Anzitutto, come ho detto, con l’identificazione dei luoghi dove aprire le Porte e con la scelta di cinquantanove, tra chiese e Santuari, in cui garantire la presenza di un confessore per poter permettere ai fedeli di accedere al sacramento della Riconciliazione, ogni giorno, per tutto il Giubileo. Queste ultime assumono così la qualifica di chiese penitenziali. Un momento bello sarà certamente la celebrazione nella quale l’Arcivescovo aprirà la Porta della Misericordia in Duomo, così come ogni Vicario episcopale farà nella Zona pastorale a lui affidata. Vorrei, inoltre, segnalare la diffusione sul territorio e la quantità di chiese penitenziali prescelte, proprio a dire l’ineliminabile centralità della Confessione.

Tutto questo vuol rendere fattivamente presente quanto il Papa indica in Misericordiae vultus, ossia che «la misericordia sarà sempre più grande di ogni peccato, e nessuno può porre un limite all’amore di Dio che perdona»…
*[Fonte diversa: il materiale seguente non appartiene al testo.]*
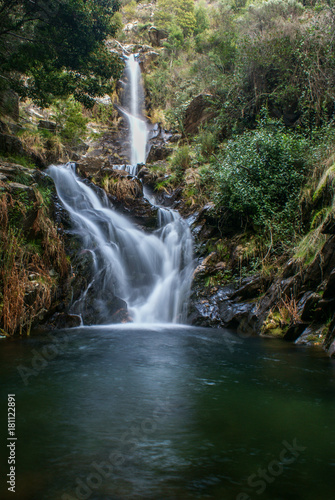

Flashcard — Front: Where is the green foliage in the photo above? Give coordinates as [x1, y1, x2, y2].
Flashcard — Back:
[155, 0, 196, 37]
[171, 145, 192, 182]
[194, 1, 209, 35]
[215, 114, 307, 240]
[54, 97, 88, 144]
[0, 0, 122, 106]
Senza dubbio è questa la logica per cui stiamo pensando le iniziative, alcune già decise come il Pellegrinaggio diocesano per il Giubileo dei ragazzi e delle ragazze in aprile. Naturalmente le chiese giubilari hanno la finalità di permettere gli adempimenti necessari per l’Indulgenza plenaria. Fondamentale rimane, tuttavia, la consapevolezza che quest’ultima si ottiene varcando la Porta e ponendosi in un atteggiamento adeguato a ricevere il perdono e la misericordia di Dio. È questo itinerario di conversione a chiedere quelle opere di misericordia che pensiamo di proporre in ogni Zona pastorale, anche attraverso esperienze di condivisione reale e valorizzando ciò che già esiste in questo contesto.

Non a caso questo Giubileo ha un carattere di precisa evangelizzazione…
Sì e, potremmo aggiungere, di spiccata volontà di quella conversione dei cuori e dei comportamenti che, con una coscienza cristiana educata al pensiero di Cristo, sappia farsi strumento di riconciliazione, di generosità umana, di autentica testimonianza.